# Man Finds 50,000 bees inside his home



## beccachow (Nov 8, 2008)

Calif. Man Finds 50,000 Bees Inside Home | ABC News Blogs - Yahoo!

I never post here because I have an extreme bee and wasp phobia, so extreme that I will be hiding in a closet somewhere after reading this. However, I immediately thought of you guys and wanted to share!


----------



## BarbadosSheep (Jun 27, 2011)

wow! That's a great news story. thanks for sharing it!


----------



## indypartridge (Oct 26, 2004)

Well, with your phobia you probably don't want to know that this happens all the time! Beekeepers often get calls about bees in walls. There's a whole sub-niche of beekeepers who focus on doing removals of bees from buildings.


----------



## beccachow (Nov 8, 2008)

YIKES! I will never live in a house again, lol.


----------



## tom j (Apr 3, 2009)

what I would like to know , is were is the sign up list ,, I would love to be put on this list to have 50,000 bees move in


----------



## alleyyooper (Apr 22, 2005)

Just let one of your swarms move in your house Tom. Wait a month or two and you will have 50000 in your house and maybe even more.
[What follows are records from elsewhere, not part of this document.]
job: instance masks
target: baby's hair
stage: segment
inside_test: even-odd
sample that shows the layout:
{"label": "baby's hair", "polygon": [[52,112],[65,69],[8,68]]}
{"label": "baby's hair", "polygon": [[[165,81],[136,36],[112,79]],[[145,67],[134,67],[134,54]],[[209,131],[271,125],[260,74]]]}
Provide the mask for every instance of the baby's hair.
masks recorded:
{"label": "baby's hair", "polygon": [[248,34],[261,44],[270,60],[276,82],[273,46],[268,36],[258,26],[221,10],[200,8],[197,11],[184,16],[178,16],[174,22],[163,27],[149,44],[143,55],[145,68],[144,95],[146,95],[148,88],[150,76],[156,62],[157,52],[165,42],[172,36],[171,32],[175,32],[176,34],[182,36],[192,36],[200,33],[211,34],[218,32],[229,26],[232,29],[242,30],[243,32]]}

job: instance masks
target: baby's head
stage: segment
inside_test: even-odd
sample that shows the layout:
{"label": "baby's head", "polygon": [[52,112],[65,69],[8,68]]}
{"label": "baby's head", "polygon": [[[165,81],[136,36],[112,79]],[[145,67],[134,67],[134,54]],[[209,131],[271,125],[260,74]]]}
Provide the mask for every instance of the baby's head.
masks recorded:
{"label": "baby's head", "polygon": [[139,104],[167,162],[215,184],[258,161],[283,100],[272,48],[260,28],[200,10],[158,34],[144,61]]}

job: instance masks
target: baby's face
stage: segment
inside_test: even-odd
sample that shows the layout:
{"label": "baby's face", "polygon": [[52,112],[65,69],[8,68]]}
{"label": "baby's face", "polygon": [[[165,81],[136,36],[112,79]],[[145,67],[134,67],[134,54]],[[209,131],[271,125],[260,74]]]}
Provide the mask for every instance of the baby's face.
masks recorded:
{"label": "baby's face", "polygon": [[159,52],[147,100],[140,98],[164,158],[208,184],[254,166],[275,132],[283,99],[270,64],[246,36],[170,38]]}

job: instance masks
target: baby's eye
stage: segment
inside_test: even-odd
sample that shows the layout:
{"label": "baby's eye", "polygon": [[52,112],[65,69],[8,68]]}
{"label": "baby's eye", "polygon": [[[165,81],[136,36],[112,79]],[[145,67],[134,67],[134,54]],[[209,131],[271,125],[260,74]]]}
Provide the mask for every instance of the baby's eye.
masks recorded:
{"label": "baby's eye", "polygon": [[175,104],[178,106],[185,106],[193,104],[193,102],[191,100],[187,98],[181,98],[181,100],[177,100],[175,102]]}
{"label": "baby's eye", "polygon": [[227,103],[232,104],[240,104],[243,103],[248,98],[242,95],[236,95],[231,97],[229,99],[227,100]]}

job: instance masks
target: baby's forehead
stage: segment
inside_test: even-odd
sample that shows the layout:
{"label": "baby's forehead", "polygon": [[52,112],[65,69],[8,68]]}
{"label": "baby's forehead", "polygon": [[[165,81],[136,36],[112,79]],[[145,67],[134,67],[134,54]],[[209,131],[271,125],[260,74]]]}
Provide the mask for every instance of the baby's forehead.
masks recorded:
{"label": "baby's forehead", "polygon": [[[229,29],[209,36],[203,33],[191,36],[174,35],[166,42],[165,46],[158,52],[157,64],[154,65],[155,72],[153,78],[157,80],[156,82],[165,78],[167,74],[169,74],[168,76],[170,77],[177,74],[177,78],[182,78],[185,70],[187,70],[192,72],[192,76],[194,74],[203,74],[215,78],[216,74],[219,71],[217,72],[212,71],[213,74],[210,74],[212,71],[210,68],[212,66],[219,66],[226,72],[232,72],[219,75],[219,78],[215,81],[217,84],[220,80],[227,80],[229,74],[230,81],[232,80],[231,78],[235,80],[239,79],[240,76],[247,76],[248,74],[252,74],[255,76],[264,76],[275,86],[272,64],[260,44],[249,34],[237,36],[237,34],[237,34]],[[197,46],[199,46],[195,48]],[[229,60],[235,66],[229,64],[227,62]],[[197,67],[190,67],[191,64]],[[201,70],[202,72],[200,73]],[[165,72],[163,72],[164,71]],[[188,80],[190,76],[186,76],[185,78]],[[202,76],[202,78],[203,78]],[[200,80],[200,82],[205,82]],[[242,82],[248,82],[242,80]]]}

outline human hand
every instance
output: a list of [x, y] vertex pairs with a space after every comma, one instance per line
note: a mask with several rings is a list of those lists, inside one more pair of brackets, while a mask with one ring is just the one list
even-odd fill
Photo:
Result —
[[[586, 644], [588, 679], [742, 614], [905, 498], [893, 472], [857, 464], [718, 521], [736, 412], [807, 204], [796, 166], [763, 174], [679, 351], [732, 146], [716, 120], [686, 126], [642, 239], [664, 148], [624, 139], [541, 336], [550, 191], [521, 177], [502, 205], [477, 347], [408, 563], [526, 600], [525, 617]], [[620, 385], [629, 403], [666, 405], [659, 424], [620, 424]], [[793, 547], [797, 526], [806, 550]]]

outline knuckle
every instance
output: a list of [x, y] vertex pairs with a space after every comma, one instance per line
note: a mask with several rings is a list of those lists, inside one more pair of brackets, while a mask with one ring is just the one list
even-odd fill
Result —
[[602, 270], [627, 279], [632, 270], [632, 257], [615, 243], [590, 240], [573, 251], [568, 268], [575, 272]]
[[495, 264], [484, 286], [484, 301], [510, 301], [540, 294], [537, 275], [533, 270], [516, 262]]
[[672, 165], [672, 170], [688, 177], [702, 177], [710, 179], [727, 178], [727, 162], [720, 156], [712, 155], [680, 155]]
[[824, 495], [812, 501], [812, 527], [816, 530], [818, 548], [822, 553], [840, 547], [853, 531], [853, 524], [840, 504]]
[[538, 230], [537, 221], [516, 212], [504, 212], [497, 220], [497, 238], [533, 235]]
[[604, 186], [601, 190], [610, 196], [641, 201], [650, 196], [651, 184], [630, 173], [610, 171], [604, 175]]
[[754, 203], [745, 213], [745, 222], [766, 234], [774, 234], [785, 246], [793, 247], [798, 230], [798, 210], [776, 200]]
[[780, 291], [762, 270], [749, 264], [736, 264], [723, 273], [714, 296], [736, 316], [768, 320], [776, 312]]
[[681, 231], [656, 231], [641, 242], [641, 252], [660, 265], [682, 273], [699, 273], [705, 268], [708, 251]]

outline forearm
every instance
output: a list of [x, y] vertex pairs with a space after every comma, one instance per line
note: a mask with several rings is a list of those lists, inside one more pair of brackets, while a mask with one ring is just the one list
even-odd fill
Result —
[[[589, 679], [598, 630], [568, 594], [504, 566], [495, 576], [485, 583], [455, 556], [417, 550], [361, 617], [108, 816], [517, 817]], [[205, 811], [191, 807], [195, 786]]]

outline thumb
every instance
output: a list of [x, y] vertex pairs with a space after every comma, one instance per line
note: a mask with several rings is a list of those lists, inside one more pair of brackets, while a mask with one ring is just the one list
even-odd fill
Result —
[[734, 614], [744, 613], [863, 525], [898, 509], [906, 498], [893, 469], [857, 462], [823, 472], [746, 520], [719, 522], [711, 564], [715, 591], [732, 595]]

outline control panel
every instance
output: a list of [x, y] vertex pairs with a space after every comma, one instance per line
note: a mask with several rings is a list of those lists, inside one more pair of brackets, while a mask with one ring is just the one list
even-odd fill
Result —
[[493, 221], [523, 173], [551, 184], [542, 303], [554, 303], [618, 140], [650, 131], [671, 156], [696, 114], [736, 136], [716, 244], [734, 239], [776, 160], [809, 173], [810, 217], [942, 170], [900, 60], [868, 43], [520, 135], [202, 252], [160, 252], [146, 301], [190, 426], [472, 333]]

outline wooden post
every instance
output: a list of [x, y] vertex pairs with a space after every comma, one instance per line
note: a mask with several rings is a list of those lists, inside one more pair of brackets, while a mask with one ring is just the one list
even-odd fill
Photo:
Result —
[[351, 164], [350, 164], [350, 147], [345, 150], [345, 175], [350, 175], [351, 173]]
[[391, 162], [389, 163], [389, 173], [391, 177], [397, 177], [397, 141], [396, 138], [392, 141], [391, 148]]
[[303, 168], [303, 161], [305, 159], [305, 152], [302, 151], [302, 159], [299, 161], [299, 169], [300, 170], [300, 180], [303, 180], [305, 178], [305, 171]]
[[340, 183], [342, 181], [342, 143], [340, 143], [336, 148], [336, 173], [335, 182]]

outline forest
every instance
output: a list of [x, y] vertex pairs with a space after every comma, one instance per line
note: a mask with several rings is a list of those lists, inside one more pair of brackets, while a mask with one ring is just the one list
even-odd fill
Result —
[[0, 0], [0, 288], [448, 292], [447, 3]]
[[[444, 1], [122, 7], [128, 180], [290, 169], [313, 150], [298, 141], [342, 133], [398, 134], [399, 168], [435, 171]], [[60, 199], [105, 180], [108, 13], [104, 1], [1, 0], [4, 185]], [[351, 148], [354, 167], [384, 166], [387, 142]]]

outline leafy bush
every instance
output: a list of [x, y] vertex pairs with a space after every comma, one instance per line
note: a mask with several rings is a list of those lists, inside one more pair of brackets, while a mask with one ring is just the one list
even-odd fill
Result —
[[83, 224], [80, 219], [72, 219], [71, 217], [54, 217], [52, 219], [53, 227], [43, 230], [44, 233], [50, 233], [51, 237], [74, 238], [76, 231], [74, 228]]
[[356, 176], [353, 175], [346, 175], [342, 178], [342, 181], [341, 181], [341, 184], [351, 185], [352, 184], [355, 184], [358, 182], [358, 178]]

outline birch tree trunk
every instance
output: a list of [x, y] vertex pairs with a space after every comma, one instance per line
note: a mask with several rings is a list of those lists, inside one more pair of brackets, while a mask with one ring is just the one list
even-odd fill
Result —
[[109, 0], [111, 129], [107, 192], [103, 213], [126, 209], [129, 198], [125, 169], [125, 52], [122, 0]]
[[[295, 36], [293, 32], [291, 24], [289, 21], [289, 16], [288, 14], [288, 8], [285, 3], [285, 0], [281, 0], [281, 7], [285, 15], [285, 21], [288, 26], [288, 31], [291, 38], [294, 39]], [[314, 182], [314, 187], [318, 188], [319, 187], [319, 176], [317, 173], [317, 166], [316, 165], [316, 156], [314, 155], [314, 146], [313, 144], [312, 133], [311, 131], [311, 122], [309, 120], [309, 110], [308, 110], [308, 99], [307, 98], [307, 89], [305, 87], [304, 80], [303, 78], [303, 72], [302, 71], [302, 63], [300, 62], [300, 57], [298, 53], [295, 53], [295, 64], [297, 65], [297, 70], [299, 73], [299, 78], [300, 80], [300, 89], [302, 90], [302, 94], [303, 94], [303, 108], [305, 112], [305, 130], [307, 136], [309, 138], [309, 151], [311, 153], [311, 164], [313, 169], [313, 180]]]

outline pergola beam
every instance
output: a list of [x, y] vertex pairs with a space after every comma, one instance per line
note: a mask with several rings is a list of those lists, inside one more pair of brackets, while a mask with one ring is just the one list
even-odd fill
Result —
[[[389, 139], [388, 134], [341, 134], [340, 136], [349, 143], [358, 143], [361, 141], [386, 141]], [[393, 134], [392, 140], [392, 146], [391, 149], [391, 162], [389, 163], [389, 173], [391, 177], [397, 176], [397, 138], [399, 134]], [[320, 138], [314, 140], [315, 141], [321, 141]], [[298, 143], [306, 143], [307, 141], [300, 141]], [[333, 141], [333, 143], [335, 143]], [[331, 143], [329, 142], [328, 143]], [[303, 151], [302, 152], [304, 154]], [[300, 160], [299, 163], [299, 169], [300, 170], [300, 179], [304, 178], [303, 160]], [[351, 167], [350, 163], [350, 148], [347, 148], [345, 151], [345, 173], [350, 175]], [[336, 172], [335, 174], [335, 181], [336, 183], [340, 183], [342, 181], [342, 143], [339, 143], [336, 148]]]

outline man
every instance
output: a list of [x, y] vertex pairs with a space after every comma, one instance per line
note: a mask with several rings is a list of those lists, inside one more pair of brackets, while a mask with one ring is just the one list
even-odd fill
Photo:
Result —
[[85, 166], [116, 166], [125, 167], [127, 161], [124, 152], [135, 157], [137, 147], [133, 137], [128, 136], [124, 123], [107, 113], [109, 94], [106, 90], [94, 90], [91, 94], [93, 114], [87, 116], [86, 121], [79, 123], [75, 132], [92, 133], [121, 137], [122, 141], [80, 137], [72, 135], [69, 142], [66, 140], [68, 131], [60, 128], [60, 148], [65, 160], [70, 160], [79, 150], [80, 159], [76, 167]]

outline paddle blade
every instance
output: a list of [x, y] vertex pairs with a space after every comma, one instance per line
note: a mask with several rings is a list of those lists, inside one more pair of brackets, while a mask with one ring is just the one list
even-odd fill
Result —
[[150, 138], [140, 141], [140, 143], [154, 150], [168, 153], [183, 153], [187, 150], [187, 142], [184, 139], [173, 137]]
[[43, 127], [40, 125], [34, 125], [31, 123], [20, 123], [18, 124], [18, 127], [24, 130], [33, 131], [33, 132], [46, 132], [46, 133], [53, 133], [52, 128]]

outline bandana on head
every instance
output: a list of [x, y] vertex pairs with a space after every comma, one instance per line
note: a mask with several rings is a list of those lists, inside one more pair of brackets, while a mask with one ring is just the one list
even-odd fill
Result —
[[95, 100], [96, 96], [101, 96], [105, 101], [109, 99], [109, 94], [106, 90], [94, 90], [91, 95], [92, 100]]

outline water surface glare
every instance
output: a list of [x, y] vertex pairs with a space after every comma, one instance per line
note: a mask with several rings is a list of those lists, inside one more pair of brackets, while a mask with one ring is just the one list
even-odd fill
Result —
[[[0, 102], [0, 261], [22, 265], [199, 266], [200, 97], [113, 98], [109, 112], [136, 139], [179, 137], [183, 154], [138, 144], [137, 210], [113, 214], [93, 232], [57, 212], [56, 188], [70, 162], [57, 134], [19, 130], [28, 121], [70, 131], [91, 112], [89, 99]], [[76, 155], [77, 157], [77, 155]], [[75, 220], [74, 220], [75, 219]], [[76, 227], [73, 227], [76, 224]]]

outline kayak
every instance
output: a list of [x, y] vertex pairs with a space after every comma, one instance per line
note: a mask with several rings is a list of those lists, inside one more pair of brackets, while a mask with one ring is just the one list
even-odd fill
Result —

I get calls all the time to remove bees. I don't do houses, Or from in trees they want cut down and are to close to the house for me to do.


 Al


----------



## Rick (May 10, 2002)

beccachow said:


> I never post here because I have an extreme bee and wasp phobia, so extreme that I will be hiding in a closet somewhere after reading this. However, I immediately thought of you guys and wanted to share!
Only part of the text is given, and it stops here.